Days like this sometimes have something extra. There's a splendid view of the Moon this morning, a splotchy ball of of putty grey that you normally associate with the night-time. It's a fascinating rock. These days it's 250,000 miles away or so. When it first formed, as a result of Earth's cataclysmic glancing blow with planetoid Thea, it was as close as 15,000 miles away. 15,000!.. It would filled the sky and the gravity effects must have been alarming. By day the moon is a mundane curiosity. By night a beguiling ball of silvery light, a source of romance, superstition, mental illness, womens problems, and other strange transformations into bloodthirsty creatures.

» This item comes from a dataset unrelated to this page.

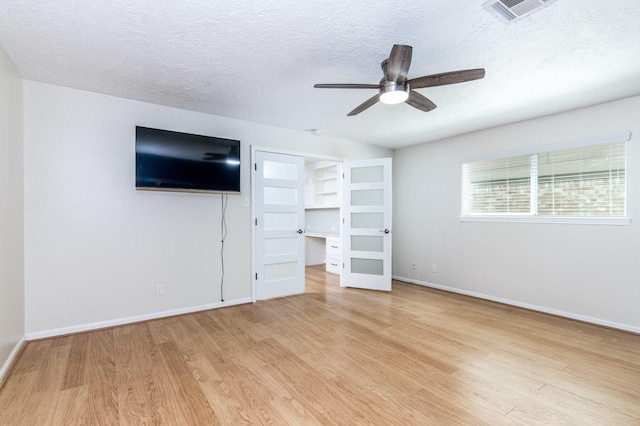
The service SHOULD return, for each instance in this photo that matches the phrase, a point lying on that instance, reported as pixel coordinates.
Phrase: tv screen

There's an interesting tale that involves the moon. Back in the days of 'British Prohibition' in the eighteenth century, Swindon was only a small market town on an isolated hill with four toll roads leading in and out. The Downs to the south were used by booze-smugglers to hide their illegal barrels. It seems one night customs men came across a bunch of men in the countryside, smugglers who had left a barrel concealed in a pond and intended to recover it for delivery. When asked what they were about, the sly smugglers responded that they were attempting to drag the big cheese out of the water, referring to the moon's reflection in the water. Thinking this was a bunch of ignorant country yokels, the customs man chuckled at their apparent idiocy and left them to it. Liquor smugglers in the West Country were called 'Moonrakers' thereafter. To this day, tunnels under the streets of Old Town dug by these men have been uncovered.
Recovery of the Week
Honda are back in production at Swindon, just in case you haven't (by some strange fluke or phase of the Moon) noticed the news coverage. Actually it is good news because car manufacture is so important to our local economy. But isn't that indicative of a larger problem? The increasingly anti-car stance of the worlds governments might be okay for the enviroment and for saving the lives of kids who like running across roads without looking, but it's done absolutely nothing for peoples affluence. Money makes the world go round but it's the internal combustion engine that drives it.